Sir Arthur Rowland Knapp was a British officer of the Indian Civil Services, who served as the collector of the Malabar district of the Madras presidency. His inexperience and lack of knowledge about local customs resulted in most of his administrative reforms being unpopular and fruitless.

It is believed that even after he left from Malabar, Arthur Knapp’s name became synonymous with incompetence, consequently being adopted into Malayalam as Knappan. Though there are no officially documented records of this fact, it is widely believed to be true by literary experts.

Yemandan (യമണ്ടൻ)

adj. unusually huge and/or powerful

This Malayali word originated from from a German battleship named SMS Emden.

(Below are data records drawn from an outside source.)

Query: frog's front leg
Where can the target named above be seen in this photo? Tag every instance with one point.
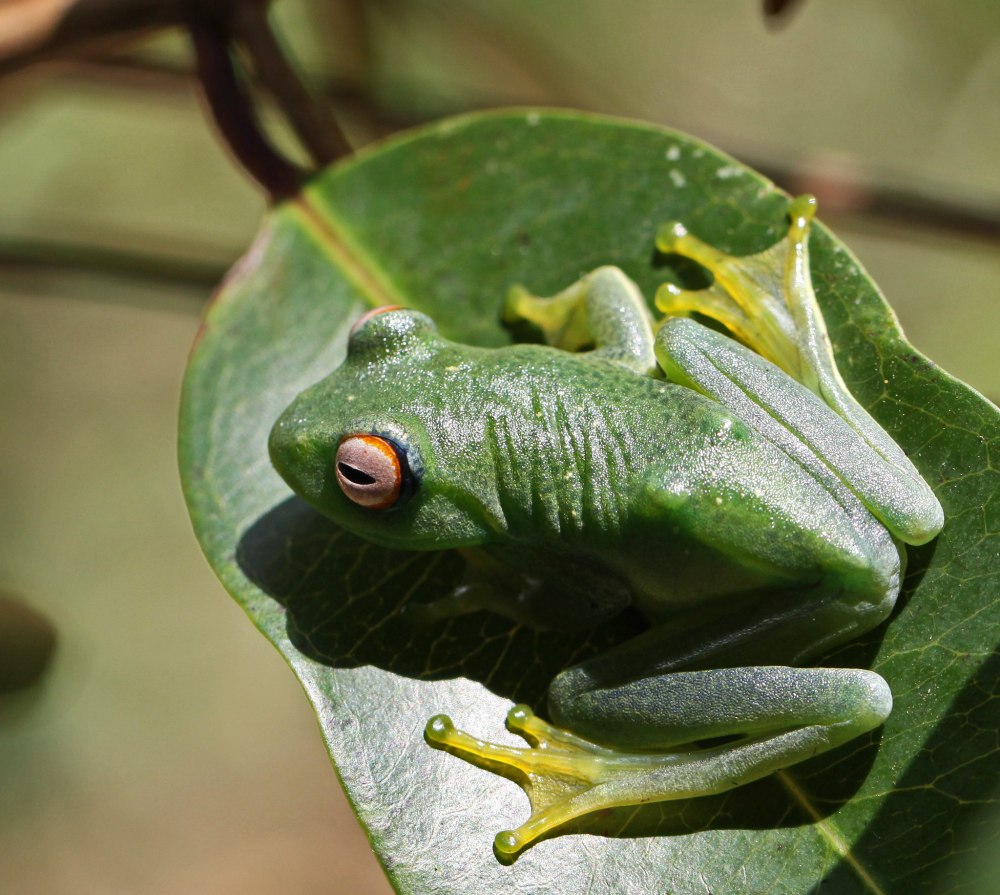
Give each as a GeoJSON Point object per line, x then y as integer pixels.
{"type": "Point", "coordinates": [650, 728]}
{"type": "Point", "coordinates": [603, 309]}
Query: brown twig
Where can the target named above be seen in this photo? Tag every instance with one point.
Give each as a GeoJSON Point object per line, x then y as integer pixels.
{"type": "Point", "coordinates": [311, 119]}
{"type": "Point", "coordinates": [234, 113]}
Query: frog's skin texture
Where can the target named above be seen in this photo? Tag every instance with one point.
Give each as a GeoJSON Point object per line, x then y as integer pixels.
{"type": "Point", "coordinates": [749, 508]}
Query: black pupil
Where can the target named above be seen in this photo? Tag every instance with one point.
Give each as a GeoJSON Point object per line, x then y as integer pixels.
{"type": "Point", "coordinates": [355, 475]}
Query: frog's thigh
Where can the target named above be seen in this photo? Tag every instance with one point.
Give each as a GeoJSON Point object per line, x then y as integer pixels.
{"type": "Point", "coordinates": [801, 425]}
{"type": "Point", "coordinates": [604, 309]}
{"type": "Point", "coordinates": [670, 710]}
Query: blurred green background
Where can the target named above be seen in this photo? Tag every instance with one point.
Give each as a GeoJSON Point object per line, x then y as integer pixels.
{"type": "Point", "coordinates": [168, 749]}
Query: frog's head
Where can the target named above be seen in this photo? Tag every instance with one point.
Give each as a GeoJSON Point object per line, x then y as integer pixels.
{"type": "Point", "coordinates": [373, 446]}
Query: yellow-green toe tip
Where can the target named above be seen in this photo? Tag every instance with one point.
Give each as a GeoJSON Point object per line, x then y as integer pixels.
{"type": "Point", "coordinates": [519, 714]}
{"type": "Point", "coordinates": [439, 728]}
{"type": "Point", "coordinates": [668, 234]}
{"type": "Point", "coordinates": [507, 842]}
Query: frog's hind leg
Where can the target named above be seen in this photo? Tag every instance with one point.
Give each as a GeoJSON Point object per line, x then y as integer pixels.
{"type": "Point", "coordinates": [798, 423]}
{"type": "Point", "coordinates": [767, 301]}
{"type": "Point", "coordinates": [603, 309]}
{"type": "Point", "coordinates": [780, 715]}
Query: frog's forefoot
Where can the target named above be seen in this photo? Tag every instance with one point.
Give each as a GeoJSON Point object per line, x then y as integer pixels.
{"type": "Point", "coordinates": [765, 300]}
{"type": "Point", "coordinates": [563, 775]}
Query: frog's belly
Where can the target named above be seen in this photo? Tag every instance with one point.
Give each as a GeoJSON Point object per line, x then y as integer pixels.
{"type": "Point", "coordinates": [721, 522]}
{"type": "Point", "coordinates": [684, 572]}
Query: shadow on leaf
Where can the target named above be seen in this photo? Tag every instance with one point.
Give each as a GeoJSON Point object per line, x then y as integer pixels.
{"type": "Point", "coordinates": [343, 597]}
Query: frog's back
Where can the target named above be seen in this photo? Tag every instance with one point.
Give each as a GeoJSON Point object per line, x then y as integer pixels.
{"type": "Point", "coordinates": [680, 495]}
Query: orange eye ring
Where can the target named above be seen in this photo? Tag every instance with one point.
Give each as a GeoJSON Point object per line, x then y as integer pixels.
{"type": "Point", "coordinates": [369, 470]}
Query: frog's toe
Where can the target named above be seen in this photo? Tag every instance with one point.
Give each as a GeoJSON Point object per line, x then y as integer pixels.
{"type": "Point", "coordinates": [563, 775]}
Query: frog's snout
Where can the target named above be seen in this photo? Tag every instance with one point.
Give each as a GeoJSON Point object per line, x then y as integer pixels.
{"type": "Point", "coordinates": [292, 451]}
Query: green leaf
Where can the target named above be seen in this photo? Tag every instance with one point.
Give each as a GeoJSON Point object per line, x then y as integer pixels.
{"type": "Point", "coordinates": [446, 220]}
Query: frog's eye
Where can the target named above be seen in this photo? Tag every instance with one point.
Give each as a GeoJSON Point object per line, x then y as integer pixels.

Because of its military prowess, this ship proved to be a major contributor for the German Navy during World War I. During its war operations in the Bay of Bengal and later, in the Arabian Sea (close to the coast of Kerala), it was responsible for the destruction of many European military and merchant ships.

The main goal of this ship’s operation was to belittle the respect that Indians held for the British. The infamous bombardment of Madras was one of its worst attacks on the British colony. This event, which literally lit up the night sky with the sheer magnitude of the attack, was etched in the minds of the local people for years to come.

The word Yamandan, an adoption of the ship’s name, thus came into the local folklore as a superlative for something large and powerful.

KD (കേഡി)

noun. a bully or trouble maker

A minor criminal that has been caught with frequent offences is called as ‘Known Depradator’, or KD, in the Indian Penal code. Even to this date, most police stations are required to keep an account of all the KDs in their district.